Boris Lipkin, the Northern California regional director for the rail service, said the environmental report is a worst-case scenario on costs, but he acknowledged the possibility of a “more expensive” project. “Part of the reason we want to advance design (of the segment) further is to get a better grasp on exactly what the costs will be,” he said. 

But Elizabeth Alexis, a co-founder of the group Californians Advocating Responsible Rail Design, said the latest price tag is likely low-balled because the cost estimates assume the rail line is ready for construction.

“They’re saying if we could prepay this thing today it would be $19 billion,” said Alexis. “But it’s not apples to apples, using any kind of realistic schedule it’s well over $23 billion.”

The authority lacks funding to build the San Jose to Merced segment, along with any other segment outside of a 119-mile link that is under construction and will be extended to eventually connect Merced to Bakersfield.

The biggest source of high-speed rail funding is currently revenue from California’s cap and trade program, which forces companies to buy greenhouse gas credits based on how much they pollute. Gov.
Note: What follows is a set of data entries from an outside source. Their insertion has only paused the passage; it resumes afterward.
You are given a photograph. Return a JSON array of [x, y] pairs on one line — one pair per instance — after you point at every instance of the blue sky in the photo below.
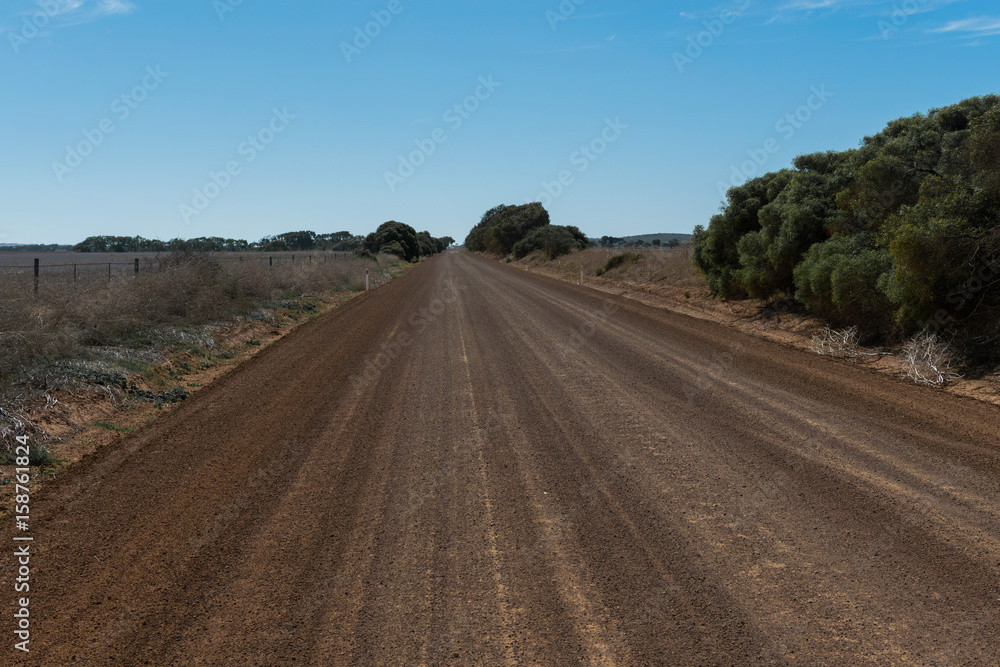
[[241, 119]]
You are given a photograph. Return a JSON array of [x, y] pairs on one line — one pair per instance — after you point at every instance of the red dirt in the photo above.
[[539, 474]]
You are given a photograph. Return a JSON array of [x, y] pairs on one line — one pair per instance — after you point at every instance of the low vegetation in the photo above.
[[93, 335], [520, 230], [400, 239], [897, 237]]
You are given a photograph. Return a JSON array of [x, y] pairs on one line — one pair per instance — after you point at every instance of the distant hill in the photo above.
[[645, 238]]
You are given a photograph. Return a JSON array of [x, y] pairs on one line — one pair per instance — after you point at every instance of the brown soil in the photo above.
[[476, 465], [758, 319]]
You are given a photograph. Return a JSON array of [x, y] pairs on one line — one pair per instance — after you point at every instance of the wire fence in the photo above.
[[40, 272]]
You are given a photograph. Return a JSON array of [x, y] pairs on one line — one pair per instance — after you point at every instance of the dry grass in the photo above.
[[107, 328], [671, 266], [928, 360]]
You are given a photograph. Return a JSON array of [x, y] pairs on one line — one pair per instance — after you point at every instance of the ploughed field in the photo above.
[[476, 465]]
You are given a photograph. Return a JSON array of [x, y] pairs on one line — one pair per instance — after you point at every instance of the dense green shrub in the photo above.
[[898, 235], [503, 226], [553, 240]]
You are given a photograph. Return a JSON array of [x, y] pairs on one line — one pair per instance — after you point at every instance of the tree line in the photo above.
[[520, 230], [899, 235], [305, 240], [391, 237]]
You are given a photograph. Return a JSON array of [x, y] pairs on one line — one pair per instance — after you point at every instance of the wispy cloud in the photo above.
[[75, 12], [978, 27]]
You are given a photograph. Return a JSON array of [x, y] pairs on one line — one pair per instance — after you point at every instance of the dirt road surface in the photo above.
[[478, 466]]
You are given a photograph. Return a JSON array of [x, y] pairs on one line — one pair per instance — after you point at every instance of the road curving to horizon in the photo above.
[[475, 465]]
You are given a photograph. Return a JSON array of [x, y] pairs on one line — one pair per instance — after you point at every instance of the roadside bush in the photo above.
[[553, 240], [502, 227], [619, 260], [899, 235]]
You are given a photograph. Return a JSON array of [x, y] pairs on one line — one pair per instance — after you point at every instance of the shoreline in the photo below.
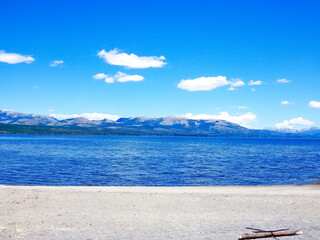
[[199, 212]]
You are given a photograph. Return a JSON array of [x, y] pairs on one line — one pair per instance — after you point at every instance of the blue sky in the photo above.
[[163, 58]]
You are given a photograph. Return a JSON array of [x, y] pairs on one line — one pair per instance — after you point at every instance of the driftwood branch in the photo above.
[[270, 234]]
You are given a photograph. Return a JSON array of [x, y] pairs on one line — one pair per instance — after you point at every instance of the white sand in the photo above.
[[156, 212]]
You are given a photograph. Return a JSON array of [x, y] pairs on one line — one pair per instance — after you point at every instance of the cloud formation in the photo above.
[[294, 123], [243, 119], [242, 107], [90, 116], [120, 77], [253, 83], [286, 102], [283, 80], [314, 104], [56, 63], [235, 82], [115, 57], [14, 58], [209, 83]]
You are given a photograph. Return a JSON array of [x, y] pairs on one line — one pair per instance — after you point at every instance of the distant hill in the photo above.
[[20, 123]]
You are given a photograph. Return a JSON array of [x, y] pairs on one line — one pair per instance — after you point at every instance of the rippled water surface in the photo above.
[[156, 161]]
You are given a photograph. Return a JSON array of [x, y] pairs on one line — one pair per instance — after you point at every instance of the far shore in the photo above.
[[44, 212]]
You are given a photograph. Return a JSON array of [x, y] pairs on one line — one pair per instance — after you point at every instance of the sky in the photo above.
[[255, 63]]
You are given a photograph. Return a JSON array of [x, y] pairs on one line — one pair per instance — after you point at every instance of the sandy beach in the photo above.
[[156, 212]]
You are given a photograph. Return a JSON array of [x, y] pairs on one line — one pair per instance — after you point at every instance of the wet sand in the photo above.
[[156, 212]]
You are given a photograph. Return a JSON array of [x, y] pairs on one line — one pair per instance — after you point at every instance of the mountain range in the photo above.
[[21, 123]]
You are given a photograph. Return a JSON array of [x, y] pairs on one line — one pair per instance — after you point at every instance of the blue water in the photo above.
[[156, 161]]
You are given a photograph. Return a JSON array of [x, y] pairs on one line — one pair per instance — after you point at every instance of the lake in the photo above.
[[156, 161]]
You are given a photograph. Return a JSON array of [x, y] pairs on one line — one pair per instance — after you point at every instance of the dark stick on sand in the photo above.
[[270, 234]]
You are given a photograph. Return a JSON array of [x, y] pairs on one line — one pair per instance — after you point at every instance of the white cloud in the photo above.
[[314, 104], [286, 102], [13, 58], [56, 63], [90, 116], [283, 80], [114, 57], [243, 119], [252, 83], [293, 123], [209, 83], [235, 82], [107, 78], [120, 77], [242, 107]]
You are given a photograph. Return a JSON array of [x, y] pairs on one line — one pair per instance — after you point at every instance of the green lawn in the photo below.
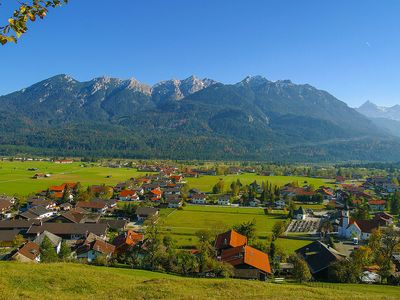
[[74, 281], [205, 183], [16, 179], [182, 225]]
Gavin Newsom is also looking to allocate $4.2 billion in bond funds already approved for high-speed rail, however, some leading Democratic lawmakers have opposed the money for the Central Valley segment.

The federal government has funded the bullet train to the tune of $2.5 billion in 2009 and nearly $1 billion the following year. Meanwhile, HSR officials are hopeful that they can secure some of the $10 billion included for high-speed rail under President Joe Biden’s Build Back Better plan — if the bill is ever passed by the Senate.

In late April the board of the California High-Speed Rail Authority will consider the new environmental report and is expected to greenlight a route for the bullet train. Although the board will consider four potential routes, each one includes the same massive tunnel portion. The agency selected its preferred route in 2019, which it says is the cheapest and least disruptive path. 

Meanwhile, James Eggers, who heads the Loma Prieta Chapter chapter of the Sierra Club, said his organization has long contended that the Pacheco Pass route should be abandoned for a path to the Bay Area through the Altamont Pass arguing that the current line would disturb sensitive wetlands among other issues. The organization may consider suing over the latest report, he said.

Instead of building a dedicated high-speed rail track in San Jose, the authority’s preferred path will share tracks with Caltrain, which will slow the train’s top speed from 220 mph to 110 mph, but will require significantly fewer residential displacements. The preferred route will commandeer nearly 23 acres of private land, including an estimated 68 residential units, according to the report.

The most difficult segment of the project will be the 13.5-mile tunnel that traverses an unpredictable mix of shale and dense metamorphic rock.

“This whole program is a series of megaprojects,” said Lipkin. “And out of our megaprojects, this is probably the biggest of them.”

If built, the tunnel would far surpass Canada’s 9.1-mile Mount Macdonald Tunnel, which is the longest railway tunnel in North America. Switzerland’s Gotthard Base Tunnel is the world’s longest rail tunnel at over 35 miles.

The authority’s current timeline has bullet trains running into San Jose by 2031, but delays are ubiquitous on transportation projects and the estimate assumes the agency will have funding lined up for high-speed rail, which has turned into a political football in Sacramento. 

“I would say that the more likely (timeline) would be later into the 2030s,” Lipkin said.